ボウリングやゴルフなど、スポーツを通じたチャリティコンペ・チャリティイベントを主催している団体もありますが、ポイントは寄付をしたくなる雰囲気づくりや寄付の窓口を多く設定し、多くの人がチャリティを楽しみながら出来る事でしょう。
毎年大盛況の大阪マラソンのチャリティ事務局さんに、寄付の機会の提供の仕組みづくりについてご寄稿いただきました。

誰でも NPO のファンドレイザーになれる仕組み

このページのコンテンツは寄稿記事です。

大阪マラソンは「みんなでかける虹。」を大会スローガンに「チャリティ文化」の普及を呼びかけるチャリティマラソンとして 2011 年に開始。第 7 回大会(2017 年)は 3 万 2,008 人がランナーとして参加。1 億 6,700 万円を超える寄付金が寄せられた。沿道の観客 130 万人の声援、1 万人のボランティアなど、走る人・支える人・応援する人が、それぞれのカタチで楽しみながらチャリティに参加し盛り上げる市民参加のイベントでもある。

大阪マラソンによる寄付の機会

寄付は、一般ランナーがエントリー時に行うほか、大会前後を通しての募金、連携イベント、大阪マラソン EXPO でのチャリティオークションや募金、大会当日のコース沿道やゴールでの募金、チャリティグッズの購入、そして「チャリティランナー」によるファンドレイジングによって行われる。

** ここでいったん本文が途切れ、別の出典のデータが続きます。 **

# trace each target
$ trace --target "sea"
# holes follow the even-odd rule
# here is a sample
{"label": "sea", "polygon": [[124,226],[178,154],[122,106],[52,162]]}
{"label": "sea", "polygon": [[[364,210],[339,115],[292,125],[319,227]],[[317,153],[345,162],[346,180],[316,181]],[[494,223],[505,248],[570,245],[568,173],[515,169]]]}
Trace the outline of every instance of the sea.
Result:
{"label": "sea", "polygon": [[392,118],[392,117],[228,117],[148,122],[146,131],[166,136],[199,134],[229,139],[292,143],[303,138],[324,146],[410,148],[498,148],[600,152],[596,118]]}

抽選により出走権を得る一般ランナーは、7 つのチャリティカラーに基づく各テーマ 2 団体・合計 14 のチャリティ寄付先団体から応援したいチャリティカラーを選び、一人 2 口(1 口 500 円)以上のチャリティ募金をエントリー時に行う。2 口のチャリティ募金以外で任意のチャリティカラーと口数を選んで寄付をすることもでき、「なないろチャリティ T シャツ / キャップ」「チャリティウィンドブレーカー」「ニックネーム入りナンバーカード」など、売上の一部が寄付金となるチャリティグッズを購入することもできる。

一方、「チャリティランナー」は、自分が支援したい団体をチャリティ寄付先団体から選び、家族や友人、団体の活動に共感した人から 7 万円以上の寄付金を募って出走権を得ることができる仕組みだ。

また 2017 年からは、ふるさと納税制度を活用した「大阪スポーツ応援ランナー」も新設され、大阪府「なみはやスポーツ振興基金」または大阪市「大阪市スポーツ振興基金」へ 10 万円以上の寄付を行った 430 人が出走権を得た。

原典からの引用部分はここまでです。